Our second session of Healthyouth Peru is off to a great start! After some long travel days, all seven of us met in Lima. Even in Lima’s cloudy climate, we spent a few great days exploring the city. Paragliding, eating lots of delicious food, visiting museums, making our own creations at the Choco Museo, and loving the view of the Pacific ocean were a few of our Liman adventures. Still, we made our way to Huancayo on Sunday afternoon. Eight hours and about 10,500 feet later, we arrived. We took our first day to recover from traveling, adjust to the altitude, and get to know Huancayo. But by Tuesday morning, we were off to the clinics and schools. Our volunteers were split between two clinics and two schools this week in the outskirts of Huancayo (in both Huari and Pilcomayo).
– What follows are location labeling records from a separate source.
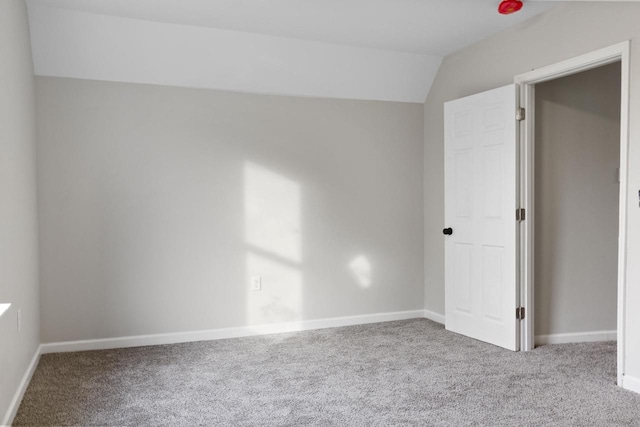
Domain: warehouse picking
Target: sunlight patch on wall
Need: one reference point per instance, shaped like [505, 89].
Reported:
[360, 268]
[272, 212]
[272, 231]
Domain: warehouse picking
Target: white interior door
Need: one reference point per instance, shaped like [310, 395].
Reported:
[481, 292]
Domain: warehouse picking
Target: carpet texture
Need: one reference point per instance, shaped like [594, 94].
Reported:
[409, 372]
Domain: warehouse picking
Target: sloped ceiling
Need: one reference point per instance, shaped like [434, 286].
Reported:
[359, 49]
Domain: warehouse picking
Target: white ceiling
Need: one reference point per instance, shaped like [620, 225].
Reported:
[387, 50]
[434, 27]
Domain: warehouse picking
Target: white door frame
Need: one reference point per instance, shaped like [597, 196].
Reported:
[527, 82]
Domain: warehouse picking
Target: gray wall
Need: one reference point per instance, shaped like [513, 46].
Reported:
[158, 203]
[576, 188]
[565, 31]
[18, 225]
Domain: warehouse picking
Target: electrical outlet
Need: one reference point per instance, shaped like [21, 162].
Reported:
[256, 283]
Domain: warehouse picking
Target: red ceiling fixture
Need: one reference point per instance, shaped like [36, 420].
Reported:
[509, 6]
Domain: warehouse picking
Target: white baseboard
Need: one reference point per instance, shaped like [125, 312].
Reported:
[216, 334]
[22, 387]
[438, 318]
[631, 383]
[576, 337]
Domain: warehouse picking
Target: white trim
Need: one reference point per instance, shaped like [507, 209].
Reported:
[22, 387]
[432, 315]
[216, 334]
[573, 337]
[619, 52]
[3, 308]
[631, 383]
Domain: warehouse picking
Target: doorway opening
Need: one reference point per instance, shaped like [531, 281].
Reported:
[561, 238]
[577, 155]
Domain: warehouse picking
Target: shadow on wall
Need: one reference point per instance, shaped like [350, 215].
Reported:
[273, 234]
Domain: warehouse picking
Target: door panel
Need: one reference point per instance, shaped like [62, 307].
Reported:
[480, 204]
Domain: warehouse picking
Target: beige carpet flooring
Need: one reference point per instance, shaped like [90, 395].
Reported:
[397, 373]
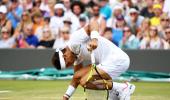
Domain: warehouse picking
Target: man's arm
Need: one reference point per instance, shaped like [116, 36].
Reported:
[78, 67]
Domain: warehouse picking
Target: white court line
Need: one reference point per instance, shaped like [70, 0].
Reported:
[5, 91]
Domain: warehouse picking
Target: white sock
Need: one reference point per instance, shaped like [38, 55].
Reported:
[118, 86]
[70, 90]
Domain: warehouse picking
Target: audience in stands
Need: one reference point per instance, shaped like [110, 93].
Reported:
[129, 24]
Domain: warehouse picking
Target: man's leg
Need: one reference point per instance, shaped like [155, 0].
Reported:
[97, 82]
[75, 82]
[123, 90]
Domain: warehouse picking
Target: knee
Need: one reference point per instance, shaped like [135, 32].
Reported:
[83, 82]
[76, 77]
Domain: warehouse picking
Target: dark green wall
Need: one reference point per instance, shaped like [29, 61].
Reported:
[141, 60]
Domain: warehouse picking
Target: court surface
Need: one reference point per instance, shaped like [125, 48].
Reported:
[53, 90]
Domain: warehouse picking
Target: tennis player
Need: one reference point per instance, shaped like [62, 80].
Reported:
[111, 62]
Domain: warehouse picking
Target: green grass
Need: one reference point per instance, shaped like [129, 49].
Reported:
[53, 90]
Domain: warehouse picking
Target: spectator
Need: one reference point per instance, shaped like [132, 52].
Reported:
[134, 20]
[148, 10]
[67, 4]
[6, 40]
[39, 31]
[97, 17]
[144, 29]
[166, 7]
[36, 7]
[105, 10]
[56, 22]
[47, 40]
[153, 41]
[129, 40]
[63, 40]
[118, 30]
[27, 5]
[15, 13]
[27, 39]
[78, 9]
[4, 22]
[108, 33]
[117, 11]
[167, 33]
[68, 23]
[83, 21]
[37, 20]
[155, 21]
[25, 20]
[47, 6]
[164, 23]
[127, 5]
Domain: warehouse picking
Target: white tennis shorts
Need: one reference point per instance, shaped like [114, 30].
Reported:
[116, 69]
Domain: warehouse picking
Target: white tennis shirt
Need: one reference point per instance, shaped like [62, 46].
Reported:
[106, 54]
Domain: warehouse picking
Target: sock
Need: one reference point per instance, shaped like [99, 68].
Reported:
[118, 86]
[70, 91]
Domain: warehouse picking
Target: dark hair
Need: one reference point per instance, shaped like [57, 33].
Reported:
[108, 29]
[56, 59]
[78, 3]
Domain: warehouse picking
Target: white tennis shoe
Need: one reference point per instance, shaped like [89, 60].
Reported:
[113, 95]
[123, 93]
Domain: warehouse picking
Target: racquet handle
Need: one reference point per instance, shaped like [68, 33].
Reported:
[92, 58]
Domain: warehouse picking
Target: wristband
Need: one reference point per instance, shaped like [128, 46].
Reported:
[94, 35]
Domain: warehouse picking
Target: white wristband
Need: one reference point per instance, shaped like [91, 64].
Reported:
[94, 35]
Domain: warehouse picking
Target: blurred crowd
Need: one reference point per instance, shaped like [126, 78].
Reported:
[129, 24]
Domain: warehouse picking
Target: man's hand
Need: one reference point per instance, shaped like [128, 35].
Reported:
[94, 26]
[92, 45]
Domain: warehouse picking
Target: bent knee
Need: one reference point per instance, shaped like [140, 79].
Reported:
[83, 82]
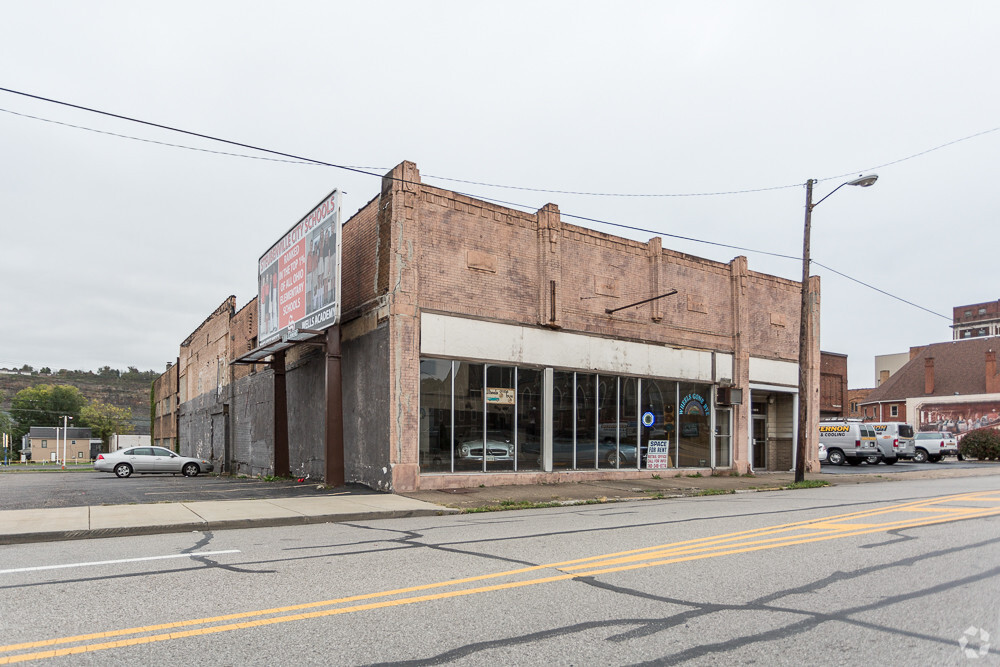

The first week of volunteering is often very eye-opening for volunteers about the different problems in healthcare and education that some Peruvians face. This week, our volunteers got a better understanding of the lack of resources in the areas they volunteered. Often in the
clinics we visit, there will be no toilet paper or soap in clinic bathrooms, doctors may not use gloves for procedures, including HIV testing, and many patients come back again and again with health issues related to dirty drinking water or lack of quality housing. At both clinics, our volunteers have been able to shadow doctors and nurses and have earned (or relearned) basic skills like taking blood pressures or for some, simply picking up a whole lot of Spanish throughout the day. Maddie is our only volunteer who will can you buy baclofen canada . are significantly cheaper and easier to avail of than more potent narcotic substances buy viagra 100mg online fast shipping. be in the schools. She spent this week in a kindergarten also in Huari as a classroom aide, and will soon be helping to teach English. Besides learning new songs like “Cabeza, Hombros rodillos, pies,” (head, shoulders knees and toes), she has been supporting the teacher in the classroom and getting to know the kids. Jack and I have been visiting another school in Huari with kids from age 4 up to sixth grade. We are working to continue the anti-parasite
campaign from last session. It’s especially important in this area, because so far, about 80% of the students we have tested have some sort of parasite, in most cases Giardia. It as been great that we have had such great cooperation from the school, but our biggest challenge now is finding enough medicine to distribute to all the kids who need it.